Practice Relating to Rule 54. Attacks against Objects Indispensable to the Survival of the Civilian Population
Section A. Attacks against objects
Israel’s Manual on the Laws of War (1998) states: “It is prohibited to attack targets essential to the continued survival of the civilian population.”
Israel’s Manual on the Rules of Warfare (2006) states:
Attack on the population’s survival resources
: targets must not be attacked that are vital to the continuation of the civilian population’s survival. War must not be waged by means of a “scorched earth” policy, that is to say intentional attack on food products, farmland, sanitation facilities etc., at such a level as would lead to the starvation of the civilian population.

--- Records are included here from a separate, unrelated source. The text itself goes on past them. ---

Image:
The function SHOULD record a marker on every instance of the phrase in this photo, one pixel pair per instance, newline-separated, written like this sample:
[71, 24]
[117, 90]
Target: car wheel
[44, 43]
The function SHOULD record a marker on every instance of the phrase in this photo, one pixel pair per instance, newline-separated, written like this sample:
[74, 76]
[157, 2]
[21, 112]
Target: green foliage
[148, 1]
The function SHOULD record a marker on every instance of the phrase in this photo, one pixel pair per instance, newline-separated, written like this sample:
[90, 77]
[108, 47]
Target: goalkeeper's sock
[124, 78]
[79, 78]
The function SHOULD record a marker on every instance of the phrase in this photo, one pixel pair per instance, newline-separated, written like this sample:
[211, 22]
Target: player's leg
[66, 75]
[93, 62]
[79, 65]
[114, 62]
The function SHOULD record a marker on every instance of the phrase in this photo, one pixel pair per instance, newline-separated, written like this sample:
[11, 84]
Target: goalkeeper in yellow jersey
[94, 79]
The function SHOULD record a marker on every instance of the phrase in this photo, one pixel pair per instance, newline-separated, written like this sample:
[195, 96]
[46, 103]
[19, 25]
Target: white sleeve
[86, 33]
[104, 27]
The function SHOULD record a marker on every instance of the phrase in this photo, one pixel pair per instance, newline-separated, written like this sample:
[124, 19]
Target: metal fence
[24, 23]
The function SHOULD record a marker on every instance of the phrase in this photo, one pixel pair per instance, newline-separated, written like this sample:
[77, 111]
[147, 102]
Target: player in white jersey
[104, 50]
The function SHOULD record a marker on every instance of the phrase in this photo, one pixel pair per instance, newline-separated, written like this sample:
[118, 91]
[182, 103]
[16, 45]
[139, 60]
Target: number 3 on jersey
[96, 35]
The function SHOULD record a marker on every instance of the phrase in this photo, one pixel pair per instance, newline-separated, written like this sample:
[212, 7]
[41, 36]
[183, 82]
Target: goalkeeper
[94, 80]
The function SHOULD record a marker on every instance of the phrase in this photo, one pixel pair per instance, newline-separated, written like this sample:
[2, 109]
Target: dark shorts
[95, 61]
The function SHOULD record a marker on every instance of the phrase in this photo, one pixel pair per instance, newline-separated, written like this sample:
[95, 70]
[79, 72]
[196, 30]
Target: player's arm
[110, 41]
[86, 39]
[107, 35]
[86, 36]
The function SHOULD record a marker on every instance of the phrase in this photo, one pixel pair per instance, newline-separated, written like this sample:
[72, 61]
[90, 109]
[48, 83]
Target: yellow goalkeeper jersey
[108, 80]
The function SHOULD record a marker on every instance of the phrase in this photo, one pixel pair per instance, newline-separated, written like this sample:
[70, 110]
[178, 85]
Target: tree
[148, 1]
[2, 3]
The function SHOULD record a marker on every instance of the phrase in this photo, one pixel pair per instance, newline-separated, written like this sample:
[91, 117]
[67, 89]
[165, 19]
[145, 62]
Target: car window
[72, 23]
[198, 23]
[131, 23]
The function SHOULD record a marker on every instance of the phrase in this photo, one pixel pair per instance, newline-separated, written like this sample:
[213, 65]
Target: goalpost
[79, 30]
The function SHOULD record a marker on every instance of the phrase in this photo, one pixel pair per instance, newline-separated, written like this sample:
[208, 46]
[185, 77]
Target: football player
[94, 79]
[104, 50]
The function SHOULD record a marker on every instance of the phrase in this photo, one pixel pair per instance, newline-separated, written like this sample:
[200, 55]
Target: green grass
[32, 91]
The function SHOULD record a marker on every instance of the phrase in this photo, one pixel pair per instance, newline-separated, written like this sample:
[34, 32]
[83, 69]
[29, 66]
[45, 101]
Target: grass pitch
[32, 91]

The Manual on the Rules of Warfare (2006) is a second edition of the Manual on the Laws of War (1998).
In its judgment in the Albasyouni case in 2008, concerning a petition regarding the Israeli Government’s decision to reduce or limit the supply of fuel and electricity to the Gaza Strip, Israel’s High Court of Justice stated:
13. … Finally, the Respondents referred in their brief also to Article 54 of the First Protocol [1977 Additional Protocol I], which … prohibits a party to attack, destroy, remove, or render useless installations that are vital to the civilian population, including food storehouses, agricultural fields, and drinking-water installations.
15. The above indicates, therefore, that the Respondents do not disagree that they are bound by the humanitarian obligations imposed upon them, which require the State of Israel to … refrain from causing intentional injury to humanitarian installations. …
22. … [T]he State of Israel is required to act against the terrorist organizations within the framework of the law and in accordance with the dictates of international law, and to refrain from deliberately harming the civilian population located in the Gaza Strip.
According to the Report on the Practice of Israel, “the IDF [Israel Defense Forces] does not practice or condone the attack, destruction, removal or the rendering useless of objects indispensable to the survival of the civilian population of the enemy, for the specific purpose of denying them for their sustenance value to the enemy or its civilian population”.